Discuss each type of managed care organization – health maintenance organization (HMO), preferred provider organization (PPO), and point of sale (POS).

Health maintenance organization (HMO) is a type of MCO that offers comprehensive healthcare services to enrollees at a fixed fee. HMOs typically require enrollees to choose a primary care physician who will be responsible for coordinating all healthcare services for the enrollee. Preferred provider organization (PPO) is another type of MCO that allows enrollees to receive healthcare services from a network of contracted healthcare providers at a discounted rate. Point of sale (POS) is a hybrid of HMOs and PPOs.

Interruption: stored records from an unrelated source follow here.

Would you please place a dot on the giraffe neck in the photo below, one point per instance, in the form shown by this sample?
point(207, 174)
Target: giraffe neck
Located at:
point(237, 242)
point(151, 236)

Enrollees can choose to receive services within a network at a discounted rate or seek care outside the network.

What are the positive and negative aspects of managed care organization from the perspective of a physician or healthcare facility and from a patient’s perspective?

From a physician or healthcare facility’s perspective, managed care organizations can help to reduce administrative costs and provide a predictable income stream. However, they can result in restrictions on clinical decision-making, reduced reimbursements, and increased paperwork and administrative burden. From a patient’s perspective, managed care organizations may provide access to needed care, lower out-of-pocket costs, and more efficient care delivery. However, they may limit patient choice and put constraints on referrals to specialists or certain tests.

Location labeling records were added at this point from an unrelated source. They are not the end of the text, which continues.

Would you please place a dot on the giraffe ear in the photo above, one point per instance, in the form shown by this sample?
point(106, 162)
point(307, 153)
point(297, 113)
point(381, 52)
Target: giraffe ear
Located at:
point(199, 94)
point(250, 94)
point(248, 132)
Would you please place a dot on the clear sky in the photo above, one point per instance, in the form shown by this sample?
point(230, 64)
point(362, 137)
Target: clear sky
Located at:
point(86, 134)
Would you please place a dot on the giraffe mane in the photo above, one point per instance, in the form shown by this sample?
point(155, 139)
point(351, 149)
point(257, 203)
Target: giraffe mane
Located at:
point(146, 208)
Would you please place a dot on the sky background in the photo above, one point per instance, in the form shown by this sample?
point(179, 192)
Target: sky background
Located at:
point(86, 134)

What are the types of incentives for providers for efficiency in the delivery of healthcare services? Who bears the financial risk – the provider, the patient, or the managed care organization?

Providers are typically incentivized to maintain the health of the patient at the lowest cost while maintaining quality care. The three types of incentives for providers include capitation, fee-for-service, and pay-for-performance. Capitation pays the provider an agreed-upon amount per member per month, regardless of the number of services the patient receives. Fee-for-service incentivizes providers to order more tests, procedures, and treatments by paying more for each service delivered. Pay-for-performance incentivizes providers to achieve certain quality standards by offering financial incentives. The financial risk is usually borne by the managed care organization.

What are your recommendations for patients considering managed care health plans, and what is your rationale?

Patients should carefully evaluate their healthcare needs and financial circumstances before choosing a managed care health plan. Patients who have chronic or complex medical conditions that require specialized care should ensure that the managed care organization they are considering provides access to the specialists they need. Patients should also consider the costs, coverage, and network size to determine whether they can receive high-quality care at an affordable price. The rationale is to ensure that the patient’s healthcare needs are met and that they receive care from providers who are both qualified and competent.

Conclusion:

Managed care has become a popular approach to healthcare delivery in the United States, despite the mixed reactions from both healthcare providers and patients. It is essential for healthcare providers and patients to understand the positive and negative aspects of managed care and to carefully evaluate healthcare needs and financial circumstances before choosing a managed care health plan. By doing so, patients can ensure that they receive high-quality care at an affordable price and that their healthcare needs are met.